Here's an interesting tidbit from the National Journal.
Mark McKinnon, McCain's chief media strategist won't run negative ads against Obama if he is the Democratic nominee. In an interview with Linda Douglass, McKinnon had some interesting responses.
Why? What's fascinating is that his attitudes toward Obama are unusual response from a Republican strategist--particularly one so high up in the campaign.
Q: So you've said that you will leave the McCain campaign if Obama is the nominee. Does that still hold and why?
A: McKinnon: Yeah. Well, this goes back to a memo that I wrote to the campaign when I came aboard more than a year and a half ago, and I simply let them know that I had spent time with Obama and read his book and I like the guy. I think he has strong character and a fascinating life story, and I disagree with him fundamentally on issues like Iraq and trade and a number of others. But I just flashed forward to the improbable scenario, at that time seemingly improbable, that John McCain and Barack Obama might face off against one other. And I just told them at the time that I thought that I would be uncomfortable being on the front lines -- being as aggressive as you need to be in a presidential campaign -- and not only that I would be uncomfortable, but that it would be bad for the campaign, and that if that circumstance were to come to be, that I would just take a step to the sidelines and continue to support John McCain 100 percent and be No. 1 fan and cheerleader. But just kind of take myself out of the front lines.

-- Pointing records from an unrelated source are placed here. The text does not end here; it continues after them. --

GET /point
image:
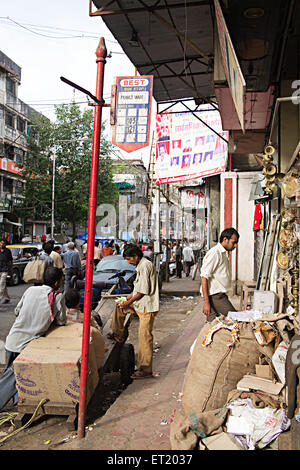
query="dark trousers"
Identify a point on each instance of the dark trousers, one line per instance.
(219, 305)
(178, 266)
(8, 388)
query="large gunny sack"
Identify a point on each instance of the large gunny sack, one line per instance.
(214, 370)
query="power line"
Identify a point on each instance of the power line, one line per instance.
(91, 35)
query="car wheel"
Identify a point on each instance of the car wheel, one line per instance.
(16, 278)
(127, 363)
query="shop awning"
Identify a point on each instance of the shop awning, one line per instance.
(12, 223)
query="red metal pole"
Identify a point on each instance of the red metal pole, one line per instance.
(101, 54)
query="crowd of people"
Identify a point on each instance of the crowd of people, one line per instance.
(42, 305)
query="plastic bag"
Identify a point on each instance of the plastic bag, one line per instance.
(278, 360)
(254, 428)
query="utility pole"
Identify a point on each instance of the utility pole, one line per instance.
(101, 54)
(53, 193)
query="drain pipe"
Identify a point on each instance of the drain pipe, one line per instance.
(278, 101)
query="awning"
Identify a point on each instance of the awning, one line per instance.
(125, 185)
(12, 223)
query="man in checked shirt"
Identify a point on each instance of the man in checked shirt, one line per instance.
(216, 276)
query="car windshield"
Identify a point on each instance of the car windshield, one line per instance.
(114, 263)
(15, 251)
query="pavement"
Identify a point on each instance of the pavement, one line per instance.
(140, 417)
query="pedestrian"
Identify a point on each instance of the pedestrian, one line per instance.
(48, 248)
(72, 265)
(178, 258)
(6, 268)
(216, 275)
(74, 314)
(144, 301)
(107, 250)
(188, 259)
(56, 256)
(38, 308)
(97, 253)
(148, 253)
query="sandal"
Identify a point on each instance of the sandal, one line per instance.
(114, 337)
(141, 375)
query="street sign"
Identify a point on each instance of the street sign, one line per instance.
(232, 67)
(133, 112)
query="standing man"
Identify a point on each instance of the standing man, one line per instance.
(188, 259)
(39, 307)
(178, 258)
(97, 253)
(72, 265)
(6, 267)
(144, 301)
(56, 256)
(107, 250)
(216, 275)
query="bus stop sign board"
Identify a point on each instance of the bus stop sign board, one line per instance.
(133, 112)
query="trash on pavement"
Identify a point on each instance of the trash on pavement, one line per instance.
(240, 386)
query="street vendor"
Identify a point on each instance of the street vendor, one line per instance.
(144, 301)
(216, 276)
(39, 307)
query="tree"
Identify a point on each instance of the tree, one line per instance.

When Douglass continues to push and pursues a different line of questioning, he clarifies further:
Q: Or is there also a concern on your part that you don't want to run ads against Obama, the first African-American candidate to have this kind of a chance? Is that a factor as well?
A: McKinnon: I suppose that is in part, but it's more just that I like and admire the guy. I've come to a point in my life where I think character is important. I think he has great character. Again, I think he's really wrong on fundamental issues, but yeah, I just don't want to -- you know, I kind of want to put my guns down. It's just a matter of degrees, and like I said, I don't think I'm the best person to have in that slot for the campaign. So it would just be better for me to step to the sidelines.
OK, so he'll step to the sidelines. Why? He admires Obama. This is significant when you consider that when the same question posed about his involvement in the campaign involves Hillary, it elicits quite a different response. In short, he'd relish going up against her. He actually says she represents the old politics (a "Clintonian legacy") of the past. Why his boss doesn't conjure up this same image is odd.
We've all known for some time that the Republicans want desperately to run against Hillary. But isn't it refreshing to know that some Republicans actually refuse to run smear tactics against Obama?